I am a disabled psychiatrist. I like to think I am not easily fooled and I am not. No drugs. No ruses taking place. Yes an extra $50 here and there and getting discount cards from a friend who was selling them illegally. But what in the world would this guy do?

His wife was an alcoholic who disappeared occassionally. I spoke with him about it (if she got a job it would have helped immensley) and he just said that after years of fighting there was no use in going there. He and the kids needed her in whatever capacity. I am not sure but there is a chance a simple antidepressant would have got her out of bed. We will never know because mental health care for the very poor is laughable.

After about a year my health problems worsened and I could not get the father to come around and change a few things to satisfy some of my supporters, including myself. No last minute requests for money I asked. No emergency texts. But he did not work that way. So because of my health and his recalcitrance we parted ways.
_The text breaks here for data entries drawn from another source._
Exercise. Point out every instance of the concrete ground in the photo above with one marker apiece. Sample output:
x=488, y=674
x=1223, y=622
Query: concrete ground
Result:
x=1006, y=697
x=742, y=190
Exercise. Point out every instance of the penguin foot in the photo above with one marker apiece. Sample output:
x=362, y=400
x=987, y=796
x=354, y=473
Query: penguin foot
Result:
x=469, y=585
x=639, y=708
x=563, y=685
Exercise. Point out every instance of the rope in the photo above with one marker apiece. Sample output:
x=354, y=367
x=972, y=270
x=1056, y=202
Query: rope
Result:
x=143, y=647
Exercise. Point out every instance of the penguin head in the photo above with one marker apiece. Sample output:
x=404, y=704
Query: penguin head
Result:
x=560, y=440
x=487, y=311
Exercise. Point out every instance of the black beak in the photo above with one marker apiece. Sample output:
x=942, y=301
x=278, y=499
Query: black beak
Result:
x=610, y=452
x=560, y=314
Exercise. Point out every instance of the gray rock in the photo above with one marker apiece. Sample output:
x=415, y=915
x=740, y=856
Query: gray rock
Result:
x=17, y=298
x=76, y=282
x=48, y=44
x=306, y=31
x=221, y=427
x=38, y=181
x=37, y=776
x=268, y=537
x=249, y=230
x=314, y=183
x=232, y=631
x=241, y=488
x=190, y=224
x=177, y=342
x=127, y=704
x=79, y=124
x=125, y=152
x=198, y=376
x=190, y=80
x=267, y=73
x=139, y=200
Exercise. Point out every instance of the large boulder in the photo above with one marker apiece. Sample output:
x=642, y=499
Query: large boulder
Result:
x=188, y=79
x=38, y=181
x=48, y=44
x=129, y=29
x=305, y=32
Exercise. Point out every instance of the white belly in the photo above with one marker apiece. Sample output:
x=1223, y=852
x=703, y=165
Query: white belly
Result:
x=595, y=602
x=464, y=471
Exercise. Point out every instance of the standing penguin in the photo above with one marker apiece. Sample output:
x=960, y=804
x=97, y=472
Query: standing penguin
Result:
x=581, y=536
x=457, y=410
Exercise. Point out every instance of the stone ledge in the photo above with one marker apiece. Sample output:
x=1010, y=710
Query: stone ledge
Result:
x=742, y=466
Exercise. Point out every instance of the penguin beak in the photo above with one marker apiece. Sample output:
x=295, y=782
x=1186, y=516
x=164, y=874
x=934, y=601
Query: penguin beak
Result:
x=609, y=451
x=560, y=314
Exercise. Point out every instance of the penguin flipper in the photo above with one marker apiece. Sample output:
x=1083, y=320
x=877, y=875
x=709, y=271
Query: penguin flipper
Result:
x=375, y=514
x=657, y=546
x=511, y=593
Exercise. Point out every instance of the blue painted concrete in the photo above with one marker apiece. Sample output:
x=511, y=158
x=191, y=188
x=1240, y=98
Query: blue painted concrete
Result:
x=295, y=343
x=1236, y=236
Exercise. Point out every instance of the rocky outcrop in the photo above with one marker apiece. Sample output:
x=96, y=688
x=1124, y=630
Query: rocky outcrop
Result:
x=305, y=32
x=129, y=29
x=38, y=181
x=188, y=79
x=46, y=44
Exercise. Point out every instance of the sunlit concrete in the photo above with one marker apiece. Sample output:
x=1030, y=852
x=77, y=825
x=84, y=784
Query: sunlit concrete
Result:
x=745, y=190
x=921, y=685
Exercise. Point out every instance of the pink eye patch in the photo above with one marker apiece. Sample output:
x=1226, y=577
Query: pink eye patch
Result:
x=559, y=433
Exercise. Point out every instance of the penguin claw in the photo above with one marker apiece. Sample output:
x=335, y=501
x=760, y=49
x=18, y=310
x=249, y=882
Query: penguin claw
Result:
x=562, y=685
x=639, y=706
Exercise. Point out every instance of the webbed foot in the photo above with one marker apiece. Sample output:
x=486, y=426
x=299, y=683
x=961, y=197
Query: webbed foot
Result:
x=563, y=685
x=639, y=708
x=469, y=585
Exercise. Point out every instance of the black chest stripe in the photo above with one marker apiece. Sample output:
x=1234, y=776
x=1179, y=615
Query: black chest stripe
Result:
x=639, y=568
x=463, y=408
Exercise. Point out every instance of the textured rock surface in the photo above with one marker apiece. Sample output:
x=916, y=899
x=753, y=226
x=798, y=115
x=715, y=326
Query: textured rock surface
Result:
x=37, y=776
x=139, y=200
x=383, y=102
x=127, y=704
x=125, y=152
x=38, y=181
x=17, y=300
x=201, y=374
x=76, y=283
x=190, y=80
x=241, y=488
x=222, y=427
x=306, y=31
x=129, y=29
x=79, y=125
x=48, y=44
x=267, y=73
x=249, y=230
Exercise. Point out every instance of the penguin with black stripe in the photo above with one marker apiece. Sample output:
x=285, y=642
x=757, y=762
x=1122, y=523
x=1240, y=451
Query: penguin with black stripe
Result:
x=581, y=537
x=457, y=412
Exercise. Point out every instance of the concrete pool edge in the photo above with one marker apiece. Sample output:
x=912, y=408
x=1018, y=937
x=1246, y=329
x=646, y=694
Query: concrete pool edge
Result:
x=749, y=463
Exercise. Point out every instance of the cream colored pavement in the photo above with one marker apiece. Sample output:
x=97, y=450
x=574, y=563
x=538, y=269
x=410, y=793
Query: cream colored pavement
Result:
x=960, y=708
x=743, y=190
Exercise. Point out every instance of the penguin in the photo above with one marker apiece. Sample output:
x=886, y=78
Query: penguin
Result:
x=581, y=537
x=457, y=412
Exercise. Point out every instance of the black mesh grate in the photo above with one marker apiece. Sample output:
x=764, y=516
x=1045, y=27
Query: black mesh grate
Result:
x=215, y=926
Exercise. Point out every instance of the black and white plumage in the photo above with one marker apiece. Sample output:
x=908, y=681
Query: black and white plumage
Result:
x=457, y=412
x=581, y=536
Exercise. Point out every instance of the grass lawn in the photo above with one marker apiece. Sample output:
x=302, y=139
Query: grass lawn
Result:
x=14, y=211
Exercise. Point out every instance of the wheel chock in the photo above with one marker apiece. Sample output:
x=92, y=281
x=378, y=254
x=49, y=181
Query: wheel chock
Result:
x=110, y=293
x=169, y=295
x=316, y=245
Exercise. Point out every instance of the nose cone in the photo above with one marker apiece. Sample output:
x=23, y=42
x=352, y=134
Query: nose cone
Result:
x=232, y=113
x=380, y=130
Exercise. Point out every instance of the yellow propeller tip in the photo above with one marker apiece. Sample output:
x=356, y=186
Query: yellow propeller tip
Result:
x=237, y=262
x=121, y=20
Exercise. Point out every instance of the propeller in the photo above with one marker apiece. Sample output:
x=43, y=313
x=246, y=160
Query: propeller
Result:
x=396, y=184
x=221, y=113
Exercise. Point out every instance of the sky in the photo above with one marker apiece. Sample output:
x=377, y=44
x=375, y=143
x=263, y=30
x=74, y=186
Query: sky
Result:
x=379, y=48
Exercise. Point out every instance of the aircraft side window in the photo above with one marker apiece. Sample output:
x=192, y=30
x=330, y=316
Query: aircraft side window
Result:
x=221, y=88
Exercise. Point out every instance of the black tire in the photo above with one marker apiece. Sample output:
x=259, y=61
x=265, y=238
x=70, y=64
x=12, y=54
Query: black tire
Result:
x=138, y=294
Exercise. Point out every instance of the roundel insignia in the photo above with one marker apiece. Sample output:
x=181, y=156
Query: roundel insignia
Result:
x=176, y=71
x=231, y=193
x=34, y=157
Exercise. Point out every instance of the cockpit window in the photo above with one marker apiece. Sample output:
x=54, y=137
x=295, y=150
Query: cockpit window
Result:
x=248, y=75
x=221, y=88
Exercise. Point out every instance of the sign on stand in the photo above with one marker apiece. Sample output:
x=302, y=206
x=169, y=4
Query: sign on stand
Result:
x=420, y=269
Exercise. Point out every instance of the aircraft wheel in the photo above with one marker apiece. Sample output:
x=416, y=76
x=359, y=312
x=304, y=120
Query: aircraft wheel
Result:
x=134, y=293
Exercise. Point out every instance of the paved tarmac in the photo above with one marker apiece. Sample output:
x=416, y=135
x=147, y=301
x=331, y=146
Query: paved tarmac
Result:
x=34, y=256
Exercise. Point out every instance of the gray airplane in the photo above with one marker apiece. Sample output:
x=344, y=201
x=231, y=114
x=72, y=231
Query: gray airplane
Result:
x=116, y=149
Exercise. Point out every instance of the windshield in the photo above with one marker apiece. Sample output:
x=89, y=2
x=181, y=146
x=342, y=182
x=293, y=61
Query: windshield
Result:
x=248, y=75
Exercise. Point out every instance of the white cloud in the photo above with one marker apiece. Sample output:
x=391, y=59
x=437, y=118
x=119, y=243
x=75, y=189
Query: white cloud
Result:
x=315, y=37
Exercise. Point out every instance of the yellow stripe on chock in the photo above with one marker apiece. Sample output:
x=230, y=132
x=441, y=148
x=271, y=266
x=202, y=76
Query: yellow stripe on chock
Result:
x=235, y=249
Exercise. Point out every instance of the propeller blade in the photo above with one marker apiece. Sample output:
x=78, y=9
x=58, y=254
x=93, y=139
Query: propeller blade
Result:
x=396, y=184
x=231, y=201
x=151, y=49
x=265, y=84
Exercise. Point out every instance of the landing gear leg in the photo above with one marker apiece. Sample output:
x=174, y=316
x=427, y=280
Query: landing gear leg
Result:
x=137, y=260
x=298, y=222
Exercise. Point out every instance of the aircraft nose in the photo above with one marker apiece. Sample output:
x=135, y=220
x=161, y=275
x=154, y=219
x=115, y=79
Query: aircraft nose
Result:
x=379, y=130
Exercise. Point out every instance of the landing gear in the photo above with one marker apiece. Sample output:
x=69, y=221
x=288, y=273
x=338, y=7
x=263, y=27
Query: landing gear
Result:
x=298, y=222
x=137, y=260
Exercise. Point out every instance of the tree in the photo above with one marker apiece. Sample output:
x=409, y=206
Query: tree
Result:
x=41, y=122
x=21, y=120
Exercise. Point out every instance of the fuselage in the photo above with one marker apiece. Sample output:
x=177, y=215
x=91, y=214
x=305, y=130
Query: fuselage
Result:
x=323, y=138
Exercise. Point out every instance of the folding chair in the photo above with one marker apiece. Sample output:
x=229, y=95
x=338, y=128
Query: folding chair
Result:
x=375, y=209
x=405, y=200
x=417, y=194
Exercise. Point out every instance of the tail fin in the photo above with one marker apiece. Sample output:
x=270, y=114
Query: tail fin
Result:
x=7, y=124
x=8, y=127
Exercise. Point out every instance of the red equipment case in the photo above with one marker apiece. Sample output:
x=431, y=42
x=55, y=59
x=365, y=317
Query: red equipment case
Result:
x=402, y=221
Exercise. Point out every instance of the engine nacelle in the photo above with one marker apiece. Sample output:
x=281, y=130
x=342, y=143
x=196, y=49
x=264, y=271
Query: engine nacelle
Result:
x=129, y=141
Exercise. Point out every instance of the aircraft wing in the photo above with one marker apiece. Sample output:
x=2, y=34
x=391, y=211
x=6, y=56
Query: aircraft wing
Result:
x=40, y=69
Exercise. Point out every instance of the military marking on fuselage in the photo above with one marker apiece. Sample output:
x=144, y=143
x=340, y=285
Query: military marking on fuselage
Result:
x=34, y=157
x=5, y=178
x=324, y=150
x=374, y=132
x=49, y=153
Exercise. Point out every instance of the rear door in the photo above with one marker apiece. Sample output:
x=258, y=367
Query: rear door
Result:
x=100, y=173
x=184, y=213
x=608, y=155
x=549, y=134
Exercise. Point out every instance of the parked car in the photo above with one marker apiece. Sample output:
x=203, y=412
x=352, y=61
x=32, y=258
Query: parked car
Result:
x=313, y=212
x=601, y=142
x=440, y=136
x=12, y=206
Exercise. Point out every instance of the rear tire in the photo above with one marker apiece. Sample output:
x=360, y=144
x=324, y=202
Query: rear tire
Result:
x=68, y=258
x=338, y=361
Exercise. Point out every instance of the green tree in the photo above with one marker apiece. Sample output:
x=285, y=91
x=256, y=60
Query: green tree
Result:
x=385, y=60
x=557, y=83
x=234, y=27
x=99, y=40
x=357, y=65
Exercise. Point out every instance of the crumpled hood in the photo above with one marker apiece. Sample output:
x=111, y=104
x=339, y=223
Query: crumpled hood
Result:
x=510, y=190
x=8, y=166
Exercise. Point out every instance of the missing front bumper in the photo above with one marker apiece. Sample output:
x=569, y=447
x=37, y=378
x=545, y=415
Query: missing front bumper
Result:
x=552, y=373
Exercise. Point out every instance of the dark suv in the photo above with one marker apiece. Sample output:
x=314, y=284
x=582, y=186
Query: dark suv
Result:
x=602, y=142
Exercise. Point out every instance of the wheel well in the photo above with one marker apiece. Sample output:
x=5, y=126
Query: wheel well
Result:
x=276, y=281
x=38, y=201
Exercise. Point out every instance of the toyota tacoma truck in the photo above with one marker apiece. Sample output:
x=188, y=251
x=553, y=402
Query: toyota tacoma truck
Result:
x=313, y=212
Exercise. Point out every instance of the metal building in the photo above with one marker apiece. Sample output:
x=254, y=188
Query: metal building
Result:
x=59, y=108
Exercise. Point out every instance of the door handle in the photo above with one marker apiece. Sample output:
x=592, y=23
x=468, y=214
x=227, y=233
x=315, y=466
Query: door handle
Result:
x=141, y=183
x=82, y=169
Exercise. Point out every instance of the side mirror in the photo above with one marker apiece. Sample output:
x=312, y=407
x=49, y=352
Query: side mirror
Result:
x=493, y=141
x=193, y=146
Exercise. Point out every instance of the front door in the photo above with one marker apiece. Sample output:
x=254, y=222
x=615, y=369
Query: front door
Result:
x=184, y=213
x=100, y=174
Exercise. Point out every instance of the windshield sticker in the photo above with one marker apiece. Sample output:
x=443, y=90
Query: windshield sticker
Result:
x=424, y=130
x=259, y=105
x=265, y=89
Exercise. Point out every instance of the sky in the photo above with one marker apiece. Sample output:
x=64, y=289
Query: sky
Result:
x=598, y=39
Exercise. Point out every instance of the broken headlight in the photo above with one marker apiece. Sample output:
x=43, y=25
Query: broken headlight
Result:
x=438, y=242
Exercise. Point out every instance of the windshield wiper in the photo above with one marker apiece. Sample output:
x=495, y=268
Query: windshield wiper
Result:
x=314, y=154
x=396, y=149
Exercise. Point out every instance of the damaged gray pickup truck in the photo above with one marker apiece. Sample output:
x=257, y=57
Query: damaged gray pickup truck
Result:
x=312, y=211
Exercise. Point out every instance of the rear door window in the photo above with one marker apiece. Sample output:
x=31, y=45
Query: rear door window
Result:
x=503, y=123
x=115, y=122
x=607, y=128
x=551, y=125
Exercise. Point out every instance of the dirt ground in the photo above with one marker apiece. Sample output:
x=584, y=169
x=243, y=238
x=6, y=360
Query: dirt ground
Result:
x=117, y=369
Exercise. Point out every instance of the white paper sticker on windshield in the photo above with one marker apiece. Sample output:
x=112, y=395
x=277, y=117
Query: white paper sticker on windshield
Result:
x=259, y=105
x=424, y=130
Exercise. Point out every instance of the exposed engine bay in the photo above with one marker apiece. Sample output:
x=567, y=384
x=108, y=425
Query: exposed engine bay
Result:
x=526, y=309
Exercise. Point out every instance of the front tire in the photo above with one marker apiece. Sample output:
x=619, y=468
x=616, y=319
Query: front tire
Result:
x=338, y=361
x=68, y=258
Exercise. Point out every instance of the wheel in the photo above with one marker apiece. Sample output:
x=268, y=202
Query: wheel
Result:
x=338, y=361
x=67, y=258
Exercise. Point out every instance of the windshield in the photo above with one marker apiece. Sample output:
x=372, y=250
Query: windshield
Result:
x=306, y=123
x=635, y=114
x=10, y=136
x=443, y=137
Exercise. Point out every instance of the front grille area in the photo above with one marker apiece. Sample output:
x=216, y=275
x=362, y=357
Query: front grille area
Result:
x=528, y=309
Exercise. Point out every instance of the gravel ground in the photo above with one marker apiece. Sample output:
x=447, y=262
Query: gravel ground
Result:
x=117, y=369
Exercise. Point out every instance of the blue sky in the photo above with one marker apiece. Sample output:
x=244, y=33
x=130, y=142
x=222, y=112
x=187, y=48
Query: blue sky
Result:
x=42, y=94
He finally lived in a terrible apartment with his kids with a ridiculously high rent. He took a bus an hour and walked 2 miles to a job at night as a hotel clerk. Decent housing and a decent job with health care would have solved many problems for this family. But for now they will suffer and all of the kids will grow up knowing nothing but poverty.

They had no way out. No clever budgeting would help. We as the richest country ever known do not have the simple things they needed. Affordable housing, healthcare, a decent job for a desperately hard working man and a safety net that works. I had a few friends chipping in both money and time. If they were in a livable apartment and had some food help we could have got them doing acceptably well for now. Maybe some trips to the library for the kids (they had no TV).

It all makes me too sad to think about.